Pero ello no prueba otra cosa que la naturaleza humana y muy en especial la hispana (la dominante, claro está), está regulada y edulcorada por la contradicción revestida de lo que en otros ámbitos, por ejemplo el Arte, llamamos "contrastes".

Las objeciones a la protesta de los no monárquicos se reparten así y más o menos son del siguiente tenor:
Unos dirán que es una excepción (principio causal que lleva a tener que reconocer que la excepción es casi infinita, pues empieza en la Corona y termina en el último mono parlamentario y en el último funcionario de cualquier institución); otros, que la ley es igual para todos pero todos no somos iguales ante la ley (principio jurídico nacido de la lex romana y pendiente de urgente aclaración); otros, que la continuidad sucesoria que va unida a las monarquías aporta estabilidad (como si la república no cumpliese la mismísima función de estabilidad cuando se trata de sociedades maduras); otros que todos somos lo mismo pero no "igual" (principio castizo que confirma la facilidad con que las cosas graves están sometidas, más que las triviales, a los juegos de palabras). Y así sucesivamente. Y todo para obligarnos a engullir lo que nunca se consultó, ni en plebiscito ni en referéndum.
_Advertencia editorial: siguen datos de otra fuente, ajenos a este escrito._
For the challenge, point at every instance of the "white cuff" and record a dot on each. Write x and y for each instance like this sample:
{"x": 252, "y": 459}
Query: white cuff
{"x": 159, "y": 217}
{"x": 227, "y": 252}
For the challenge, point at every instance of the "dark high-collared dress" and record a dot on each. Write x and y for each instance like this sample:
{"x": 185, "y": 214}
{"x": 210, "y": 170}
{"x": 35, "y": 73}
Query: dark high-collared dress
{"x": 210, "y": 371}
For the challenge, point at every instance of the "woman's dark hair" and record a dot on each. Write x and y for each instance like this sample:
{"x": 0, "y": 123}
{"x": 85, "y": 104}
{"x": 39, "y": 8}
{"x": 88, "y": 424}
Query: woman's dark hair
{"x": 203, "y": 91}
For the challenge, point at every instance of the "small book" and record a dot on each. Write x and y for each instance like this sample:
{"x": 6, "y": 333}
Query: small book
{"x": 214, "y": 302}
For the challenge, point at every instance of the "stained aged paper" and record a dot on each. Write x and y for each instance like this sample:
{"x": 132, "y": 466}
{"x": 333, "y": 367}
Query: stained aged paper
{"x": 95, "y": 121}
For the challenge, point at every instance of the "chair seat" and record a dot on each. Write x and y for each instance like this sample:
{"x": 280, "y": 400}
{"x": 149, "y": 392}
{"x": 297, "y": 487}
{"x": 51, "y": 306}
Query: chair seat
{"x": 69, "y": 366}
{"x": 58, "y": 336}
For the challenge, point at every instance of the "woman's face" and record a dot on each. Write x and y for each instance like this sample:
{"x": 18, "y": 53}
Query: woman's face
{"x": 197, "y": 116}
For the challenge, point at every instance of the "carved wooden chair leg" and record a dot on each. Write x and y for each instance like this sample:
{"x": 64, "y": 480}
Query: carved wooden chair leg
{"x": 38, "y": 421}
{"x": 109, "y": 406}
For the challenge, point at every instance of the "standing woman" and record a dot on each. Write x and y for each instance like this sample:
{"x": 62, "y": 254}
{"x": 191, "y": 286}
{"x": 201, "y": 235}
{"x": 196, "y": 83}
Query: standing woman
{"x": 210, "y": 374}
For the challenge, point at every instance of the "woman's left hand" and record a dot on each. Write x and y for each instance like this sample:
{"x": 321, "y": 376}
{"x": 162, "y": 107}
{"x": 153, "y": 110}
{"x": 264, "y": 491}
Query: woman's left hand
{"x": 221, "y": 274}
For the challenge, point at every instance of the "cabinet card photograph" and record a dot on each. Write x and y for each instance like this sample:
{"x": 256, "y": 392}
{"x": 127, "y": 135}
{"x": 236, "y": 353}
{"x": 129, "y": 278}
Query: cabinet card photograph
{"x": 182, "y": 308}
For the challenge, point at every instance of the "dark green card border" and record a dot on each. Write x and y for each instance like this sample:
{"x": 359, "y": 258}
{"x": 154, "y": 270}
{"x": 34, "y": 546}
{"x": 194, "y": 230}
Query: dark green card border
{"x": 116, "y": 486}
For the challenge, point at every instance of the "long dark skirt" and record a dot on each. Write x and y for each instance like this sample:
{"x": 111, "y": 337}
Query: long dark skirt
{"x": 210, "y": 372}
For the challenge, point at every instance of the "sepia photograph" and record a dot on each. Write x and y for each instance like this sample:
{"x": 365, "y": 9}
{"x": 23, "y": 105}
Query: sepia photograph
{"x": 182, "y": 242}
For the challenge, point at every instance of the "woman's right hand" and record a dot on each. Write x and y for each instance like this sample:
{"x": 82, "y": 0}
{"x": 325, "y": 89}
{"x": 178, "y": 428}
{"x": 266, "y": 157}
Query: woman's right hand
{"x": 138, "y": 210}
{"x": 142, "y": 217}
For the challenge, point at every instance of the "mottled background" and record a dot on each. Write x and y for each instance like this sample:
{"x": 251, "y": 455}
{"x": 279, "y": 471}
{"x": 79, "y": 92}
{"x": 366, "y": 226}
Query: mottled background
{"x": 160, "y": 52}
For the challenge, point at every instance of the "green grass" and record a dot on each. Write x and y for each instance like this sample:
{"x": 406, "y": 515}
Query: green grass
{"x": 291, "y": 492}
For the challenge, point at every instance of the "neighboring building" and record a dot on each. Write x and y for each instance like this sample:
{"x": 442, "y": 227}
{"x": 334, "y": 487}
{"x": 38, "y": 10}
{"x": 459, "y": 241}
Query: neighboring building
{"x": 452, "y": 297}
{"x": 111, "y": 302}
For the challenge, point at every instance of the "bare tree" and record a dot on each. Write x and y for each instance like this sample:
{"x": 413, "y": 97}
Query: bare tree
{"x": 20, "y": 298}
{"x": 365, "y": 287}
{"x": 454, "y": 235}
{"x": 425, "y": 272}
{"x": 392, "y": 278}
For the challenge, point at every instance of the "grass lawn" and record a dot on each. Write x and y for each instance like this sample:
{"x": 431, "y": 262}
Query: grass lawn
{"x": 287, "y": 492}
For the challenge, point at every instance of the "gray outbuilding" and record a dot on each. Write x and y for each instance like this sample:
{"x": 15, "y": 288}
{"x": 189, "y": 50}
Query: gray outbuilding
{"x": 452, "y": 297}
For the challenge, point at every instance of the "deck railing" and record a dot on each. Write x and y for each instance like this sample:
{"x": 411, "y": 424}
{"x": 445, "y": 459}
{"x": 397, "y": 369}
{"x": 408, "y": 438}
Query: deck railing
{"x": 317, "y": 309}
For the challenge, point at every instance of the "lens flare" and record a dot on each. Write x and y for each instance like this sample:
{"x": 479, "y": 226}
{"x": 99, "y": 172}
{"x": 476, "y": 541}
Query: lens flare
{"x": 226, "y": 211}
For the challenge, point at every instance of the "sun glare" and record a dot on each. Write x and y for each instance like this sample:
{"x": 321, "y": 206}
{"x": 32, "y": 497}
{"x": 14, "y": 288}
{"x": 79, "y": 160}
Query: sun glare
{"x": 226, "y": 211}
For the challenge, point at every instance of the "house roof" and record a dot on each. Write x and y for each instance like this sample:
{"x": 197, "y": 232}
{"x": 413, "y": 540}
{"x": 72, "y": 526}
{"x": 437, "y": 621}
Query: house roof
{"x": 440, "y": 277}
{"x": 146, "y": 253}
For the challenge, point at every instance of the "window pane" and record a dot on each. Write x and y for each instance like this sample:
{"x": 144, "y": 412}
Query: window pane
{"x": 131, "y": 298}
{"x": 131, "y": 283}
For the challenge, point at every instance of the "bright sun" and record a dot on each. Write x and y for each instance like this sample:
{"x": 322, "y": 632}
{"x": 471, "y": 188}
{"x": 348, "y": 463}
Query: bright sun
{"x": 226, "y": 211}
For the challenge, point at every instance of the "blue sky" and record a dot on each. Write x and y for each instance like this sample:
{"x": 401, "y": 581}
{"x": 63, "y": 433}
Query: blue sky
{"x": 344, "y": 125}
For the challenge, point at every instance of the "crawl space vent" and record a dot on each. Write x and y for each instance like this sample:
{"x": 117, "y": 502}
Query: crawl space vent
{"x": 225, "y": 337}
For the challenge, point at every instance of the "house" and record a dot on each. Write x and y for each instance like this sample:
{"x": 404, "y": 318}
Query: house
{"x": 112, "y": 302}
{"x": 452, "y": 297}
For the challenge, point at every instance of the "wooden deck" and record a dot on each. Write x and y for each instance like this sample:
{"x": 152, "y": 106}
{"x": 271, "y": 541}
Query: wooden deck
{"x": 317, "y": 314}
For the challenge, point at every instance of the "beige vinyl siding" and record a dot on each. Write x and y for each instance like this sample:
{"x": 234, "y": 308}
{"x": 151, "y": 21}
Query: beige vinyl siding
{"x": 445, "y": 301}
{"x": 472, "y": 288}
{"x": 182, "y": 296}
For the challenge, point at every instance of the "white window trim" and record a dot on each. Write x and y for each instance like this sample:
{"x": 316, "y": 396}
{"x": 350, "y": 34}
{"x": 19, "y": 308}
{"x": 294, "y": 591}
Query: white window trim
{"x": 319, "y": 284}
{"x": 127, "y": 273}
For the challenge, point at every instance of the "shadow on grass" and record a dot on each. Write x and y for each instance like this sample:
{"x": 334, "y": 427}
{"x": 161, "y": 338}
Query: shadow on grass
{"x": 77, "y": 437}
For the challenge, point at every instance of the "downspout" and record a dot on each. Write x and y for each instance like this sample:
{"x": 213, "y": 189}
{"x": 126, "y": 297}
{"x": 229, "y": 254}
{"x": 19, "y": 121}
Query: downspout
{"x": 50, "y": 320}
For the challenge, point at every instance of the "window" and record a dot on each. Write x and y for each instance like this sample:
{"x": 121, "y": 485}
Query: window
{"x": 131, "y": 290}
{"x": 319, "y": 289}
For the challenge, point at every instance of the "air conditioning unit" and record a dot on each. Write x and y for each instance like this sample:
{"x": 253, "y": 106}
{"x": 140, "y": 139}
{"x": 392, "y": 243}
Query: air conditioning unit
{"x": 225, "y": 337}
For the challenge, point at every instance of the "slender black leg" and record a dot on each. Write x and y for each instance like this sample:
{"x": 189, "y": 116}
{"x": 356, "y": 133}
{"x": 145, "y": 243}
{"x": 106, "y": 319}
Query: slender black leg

Y resulta que, encontrándonos en plena revolución en pos de la igualdad de sexos, de salidas de armario, de aversión a lo singular y rechazo de todo lo que se empeña en sobresalir sin mérito alguno, ¡zas! se nos aparece de nuevo la realeza con sus distintas caras, para recordarnos que la igualdad de sexos no rige en la cuestión sucesoria (pues para colmo Felipe es el hermano menor y debiera ser la hermana mayor, por ley natural+ley de equiparación de sexos, la sucesora de la Corona), que tenemos consagrada a la monarquía recién restaurada aquí hace poco más de 25 años, cuando los países europeos que la padecen o disfrutan se están cuestionando desmantelar la suya, y que, por último, la tenemos, en tiempos confusos pero marcadamente neoliberales, como símbolo máximo de la máxima desigualdad entre los hombres. No hay eslógan más acertado, acuñado en tiempos de la oprobiosa, que ese que reza: España es diferente. Pero el caso es que hay dos clases de diferencia: la que comporta la originalidad y la que es simple excentricidad. Y me temo que España, que alberga cerebros, inteligencias y sensibilidades probablemente de mayor peso y en mayor número que cualquier otro país, colectivamente está siempre mucho más cerca de la boutade que de la excelsitud, precisamente por la tenacidad de unos cuantos que a lo largo de la Historia se sienten magnetizados por la necedad y hacen de la necedad la principal institución del país.

Comentaris

Re: El compromiso principesco
07 nov 2003
Un noviazgo mediático
Lisandro Otero
Rebelión


El hijo de los reyes de España se ha comprometido con una plebeya, divorciada y periodista, lo cual ha conmovido a la prensa del corazón. El acto es estimado como un paso hacia la modernidad pues el vástago privilegiado no ha seleccionado a una de las numerosas aristócratas europeas que aún subsisten en Europa, como una demostración de que hay males que sí duran más de cien años.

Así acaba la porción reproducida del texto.